My father owned many horses and he loved them all. Some were work horses, a team, that he used to pull a wagon before he got his first tractor. For several years he milked cows and delivered milk to customers in Albion, using his team, Kate and Queen. He once drove that team to Clear Lake from Albion for a college boys' vacation.
When I was growing up we had one riding horse Chip, and he was joined by a number of others through the years. Chip was daddy's horse but I never quite figured that out until after a number of incidents happened. My nephew Randy would come out and spend the day and we'd try to ride Chip. Since there was only one horse we would try to ride bareback. Dad would even help us get on Chip and send us on our way. As soon as we were out of his sight Chip would stop and we'd try and try to get him going again. We'd get so frustrated one of us would lead him a ways then we'd try to get back on and go again. He would stop again and refuse to go. At least twice we had led him quite a ways from the barn and gotten on only to be bucked off as Chip went running back to his barn.
Once some neighbor friends rode their horses to our place and I planned to ride back to theirs. Chip would go for awhile with the other horses though it was never an easy ride. It seems like it was a constant battle to keep him moving.
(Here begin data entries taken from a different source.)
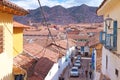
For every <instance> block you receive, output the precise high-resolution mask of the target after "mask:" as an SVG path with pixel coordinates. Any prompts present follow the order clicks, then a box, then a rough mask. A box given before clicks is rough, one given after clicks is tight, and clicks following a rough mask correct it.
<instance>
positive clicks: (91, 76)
mask: <svg viewBox="0 0 120 80" xmlns="http://www.w3.org/2000/svg"><path fill="white" fill-rule="evenodd" d="M89 76H90V79H91V78H92V71H91V70H90V72H89Z"/></svg>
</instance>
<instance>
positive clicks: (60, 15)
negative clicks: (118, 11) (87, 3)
mask: <svg viewBox="0 0 120 80" xmlns="http://www.w3.org/2000/svg"><path fill="white" fill-rule="evenodd" d="M42 8H43V11H44V14H45V17H46V20H47V22H49V23H53V24H70V23H81V22H82V23H92V22H102V21H103V17H102V16H100V17H99V16H97V14H96V10H97V7H90V6H87V5H85V4H83V5H81V6H76V7H71V8H64V7H62V6H60V5H58V6H54V7H47V6H43V7H42ZM29 12H30V14H28V15H26V16H22V17H20V16H15V17H14V20H16V21H18V22H21V23H23V24H28V22H29V21H31V22H33V23H40V22H43V21H44V19H43V16H42V14H41V11H40V8H37V9H35V10H29Z"/></svg>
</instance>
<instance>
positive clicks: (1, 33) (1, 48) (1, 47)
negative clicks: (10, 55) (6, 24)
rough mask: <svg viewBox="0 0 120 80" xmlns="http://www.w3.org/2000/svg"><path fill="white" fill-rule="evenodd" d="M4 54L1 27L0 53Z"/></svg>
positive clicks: (1, 30) (1, 31) (1, 26)
mask: <svg viewBox="0 0 120 80" xmlns="http://www.w3.org/2000/svg"><path fill="white" fill-rule="evenodd" d="M2 52H3V27H2V26H0V53H2Z"/></svg>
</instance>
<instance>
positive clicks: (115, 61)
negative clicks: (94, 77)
mask: <svg viewBox="0 0 120 80" xmlns="http://www.w3.org/2000/svg"><path fill="white" fill-rule="evenodd" d="M106 56H108V67H107V69H106ZM119 65H120V57H118V56H116V54H113V53H112V52H110V51H109V50H107V49H106V48H104V47H103V49H102V73H103V74H105V75H106V76H108V77H109V78H110V79H111V80H120V66H119ZM115 69H117V70H118V71H119V72H118V77H117V76H116V74H115Z"/></svg>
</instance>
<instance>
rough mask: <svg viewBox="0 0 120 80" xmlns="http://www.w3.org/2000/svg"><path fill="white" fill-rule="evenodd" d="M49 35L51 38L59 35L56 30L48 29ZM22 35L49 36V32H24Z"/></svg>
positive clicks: (42, 31)
mask: <svg viewBox="0 0 120 80" xmlns="http://www.w3.org/2000/svg"><path fill="white" fill-rule="evenodd" d="M50 31H51V34H52V35H53V36H57V34H58V33H59V31H58V30H55V29H53V28H50ZM24 35H44V36H47V35H49V31H48V30H47V29H43V30H41V31H24Z"/></svg>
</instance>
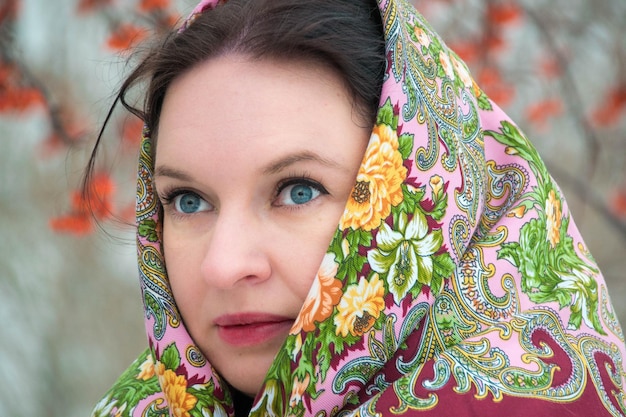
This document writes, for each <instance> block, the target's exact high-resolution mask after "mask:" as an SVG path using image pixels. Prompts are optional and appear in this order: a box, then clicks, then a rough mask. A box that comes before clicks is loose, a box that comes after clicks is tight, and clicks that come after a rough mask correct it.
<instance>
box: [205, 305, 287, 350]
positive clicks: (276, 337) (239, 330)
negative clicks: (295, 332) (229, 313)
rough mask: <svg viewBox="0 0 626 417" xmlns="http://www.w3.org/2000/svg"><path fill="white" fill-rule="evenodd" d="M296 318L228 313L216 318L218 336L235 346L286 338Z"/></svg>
mask: <svg viewBox="0 0 626 417" xmlns="http://www.w3.org/2000/svg"><path fill="white" fill-rule="evenodd" d="M293 322H294V319H292V318H289V317H284V316H278V315H274V314H266V313H237V314H226V315H223V316H220V317H218V318H217V319H215V321H214V324H215V326H216V328H217V334H218V336H219V337H220V338H221V339H222V340H223V341H224V342H226V343H227V344H229V345H231V346H234V347H246V346H254V345H259V344H262V343H265V342H267V341H270V340H272V339H276V338H278V337H282V338H285V337H287V334H288V333H289V330H290V329H291V326H292V325H293Z"/></svg>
I made it to their house two miles away. When I decided to go back home Chip didn't want to go. It was a battle of minds as we made it the first mile. Then we came to our corn field. Chip knew where he was and decided it was time to go home. Fast! He took off between the corn rows through the corn field as fast as he could go. I hung on for dear life. All the while my legs were being sharply slapped by the corn leaves. Eventually we reached the clearing and Chip trotted nicely to the barn.
Chip knew I wasn't his owner. He didn't know my voice and he wasn't going to obey anything I had to say. I think that's the way daddy wanted it. Daddy rode Chip in many parades and herded cattle with him, never with a problem.
We need to be like Chip, following only one; the Shepherd. "The sheep listen to his voice. He calls his own sheep by name and leads them out...they will never follow a stranger; in fact, they will run away from him because they do not recognize a stranger's voice" (John 10:3-5 NIV).